That's Edutainment
Philosophy

That's Edutainment


Edutainment: The act of addressing an audience with the dual intentions of having them enjoy themselves and leave with new knowledge, new questions, or a new way of looking at the world.

Thinking about my talk at the Grateful Dead conference in Amherst, my as of yet unoptioned manuscript Was It Morally Good For You, Too?: A How-To Guide For Ethics in Sex, Politics, and Other Dirty Words, and a performance I gave in my intro class yesterday with a couple of visiting high school guidance counselors, I realized that what I really strive to be is an edutainer.

Such a stance receives ridicule within the academy. It takes that which we do, something serious, and cheapens it. There is time for play and time for work and to treat work as play is to fail to be a serious teacher or serious scholar.

My response (in a tone dour enough for it to be deemed respectable) is that this argument equivocates upon the word "serious." One can be serious in the sense of being deeply committed to progress in one's field and in the teaching and training (two different tasks, I must stress) of students while resisting the call to be serious in the sense of having a heavy, staid air about oneself. Gravity is not necessarily antithetical to levity in the classroom. Thinking back, my favorite teachers, the ones I really learned the most from, were master edutainers.

Students learn for three reasons: love, fear, and utility. If students think that material will be useful and help them in the long run, they'll do the work. Similarly, if they have the sense that a class is really hard and needs the effort or else they don't have a chance of passing, they'll do what they need to do. But to get students really engaged, you need for them to be self-motivated, to have a sense that they really want to know this stuff for no reason other than they really want to know it.

And we all know this because at our best, that's us. We're teaching this stuff because we've chosen to dedicate our lives to it because we're the ultimate geeks who just think this stuff -- whatever it is we study -- is really, really cool. Why then are so many of us complete buzzkills in the classroom? Why are we so resistant to inspiring the love of a subject by associating it with a pleasurable time learning about it?

Is it a fear that fun will be confused with easy? If students have a good laugh during class time, do we really think they'll think you're a pushover? Of course, a bad grade on an early assignment enough to dispel that. Include jokes about how hard it is to do this sort of work and the message, "You can have fun and work hard at the same time" is quite simple to convey. So, then, what is it?

Is it an elitism where we don't want too many people interested, only the serious ones who love it for the right reasons? Or that the fun stuff is reserved for those who pass the initiation -- who successfully run the gauntlet of boring and still want in?

Is it laziness? It's just easier to phone it in and if the students weren't implicitly motivated to do the work, that was their fault not ours. I'm here to educate, not entertain. They are here to work, they should not need to be told why they are doing the work, they should just do it.

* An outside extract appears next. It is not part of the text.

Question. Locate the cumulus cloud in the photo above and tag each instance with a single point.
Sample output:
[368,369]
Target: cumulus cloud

My biggest pet peeve as a student was being asked to learn something without it being explained why we were learning it. I don't mind doing the work, but I need a road map that tells me WHY I'm doing the work. Don't tell me, "Just do it, you'll see why in the end" -- I probably won't fully get it, no matter how smart I am. I'm not an idiot, but I'll fully admit I didn't understand much of the physics I had studied as an undergrad until I did my work in the history and philosophy of physics in grad school and after. That is a failing of the way we teach.

Students learn better if they have a structure on which to hang the new things they learn...and here's the punchline...building that structure means telling the stories, building the historical narrative around the study and those stories are incredibly entertaining. A funny story here, an unexpected twist there, a historical connection between two things students hadn't realized were deeply intertwined and suddenly they are at a place of deeper interaction. Edutainment makes for students who both are better equipped to really understand the material and who are more motivated to do the work needed to gain the knowledge.

And it's not only in the classroom that we need more edutainment. We need to find more Mr. Wizards and Carl Sagans. Students from the middle school classroom to college mention shows like Mythbusters and the Daily Show where they take away something from their entertainment. We don't need shark week to make science interesting, but we can engage and ramp up the theoretical content at the same time if we are smart and clever about it.

But what do we need to make this work? A farm system. We need a deep bench of professional edutainers. We need people across the academy who have great schticks and could be brought in on any topic. Build up the supply and then the demand will be there.

The problem, of course, is that the reward structure in higher education discourages edutainment -- even if it is what our students really want and need. So, the question then is how to go about changing the incentive system for professors to encourage edutainment? I'm not suggesting that everyone who teaches needs to be an edutainer anymore than one would suggest that everyone professor be a top-rate scholar, but in this line of work, we need more. How do we do it?